Sethennai, the wizard, is after an object that is rumored to contain the secrets of great magic, and in all honesty, I've never hated a character that much. he was brilliantly written to make you doubt your emotions towards him until finally you come to realize at the same time as Csorwe and Tal that he is the shittiest person to have ever existed (in any book you've ever read). I LOVED how A.K. Larkwood was capable of doing that, and then she went and did the exact opposite with Oranna, a librarian from the House of Silence, the cult that sacrifices children to The Unspoken Name (their god).

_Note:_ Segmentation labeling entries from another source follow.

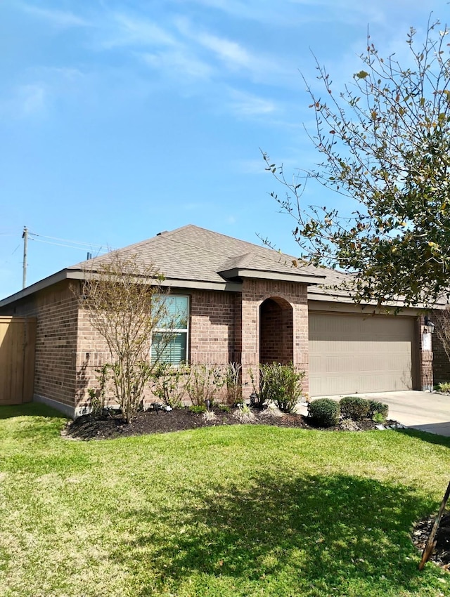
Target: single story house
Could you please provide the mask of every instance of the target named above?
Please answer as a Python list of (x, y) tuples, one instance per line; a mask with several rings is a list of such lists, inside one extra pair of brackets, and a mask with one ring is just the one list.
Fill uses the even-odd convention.
[[(191, 225), (119, 251), (153, 263), (187, 308), (179, 357), (241, 363), (249, 394), (249, 368), (272, 361), (304, 371), (311, 397), (432, 386), (420, 310), (355, 304), (337, 288), (342, 274)], [(108, 360), (77, 298), (96, 259), (0, 301), (0, 315), (36, 318), (34, 400), (70, 416), (89, 404), (95, 369)]]

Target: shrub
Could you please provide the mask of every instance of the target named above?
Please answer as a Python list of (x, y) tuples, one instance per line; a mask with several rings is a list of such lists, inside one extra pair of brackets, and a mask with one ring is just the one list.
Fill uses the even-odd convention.
[(193, 405), (202, 405), (206, 400), (213, 402), (214, 395), (224, 382), (223, 375), (218, 367), (193, 365), (185, 387)]
[(272, 362), (259, 365), (259, 402), (274, 402), (284, 412), (292, 412), (302, 396), (304, 371), (292, 363)]
[(202, 412), (207, 412), (205, 405), (192, 405), (189, 407), (189, 410), (195, 414), (200, 414)]
[(340, 413), (344, 419), (362, 421), (369, 416), (371, 403), (369, 400), (357, 396), (346, 396), (339, 402)]
[(308, 405), (308, 416), (319, 427), (333, 427), (339, 422), (339, 404), (331, 398), (318, 398)]
[(236, 405), (242, 400), (242, 383), (240, 379), (240, 363), (229, 362), (224, 375), (226, 388), (226, 404)]
[(219, 410), (221, 410), (222, 412), (229, 412), (231, 409), (229, 405), (219, 405)]
[(245, 403), (238, 405), (238, 410), (234, 416), (240, 423), (251, 423), (255, 419), (251, 407)]
[(384, 423), (386, 419), (385, 416), (383, 416), (380, 412), (375, 412), (373, 416), (372, 417), (372, 421), (374, 423), (382, 424)]
[[(382, 417), (382, 421), (387, 418), (389, 412), (389, 407), (384, 402), (379, 402), (377, 400), (371, 400), (369, 402), (369, 416), (371, 419), (375, 420), (375, 416), (379, 414)], [(382, 421), (377, 421), (377, 423), (382, 423)]]
[(180, 365), (174, 367), (170, 363), (158, 363), (153, 374), (152, 391), (166, 406), (180, 408), (185, 392), (184, 382), (187, 367)]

My feelings on her progressed from complete hatred to what I call "me falling in love with every morally gray character that shows a bit of affection after committing unspeakable war crimes".
Finally, I just have one comment on the plot process. I think the series in general would've been even better if it was divided into more than two books. A LOT of things happened that were essentially skimmed over to a certain extent. A.K. Larkwood could have published at least 4 books with the events of these two if she went more into detail of some "in-between" events.
Regardless, I LOVED this duology, and I can't wait to read more of A.K. Larkwood's worlds.
P.S. I wanted there to be more exploration of the romance between Csorwe and Shuthmili. I loved every moment between them I just wished we saw a bit more.
P.P.S. My favorite trope is overpowering "bad-guy" royal Goddess impossibly in love with a troublemaker idiot that is the noblest person in existence.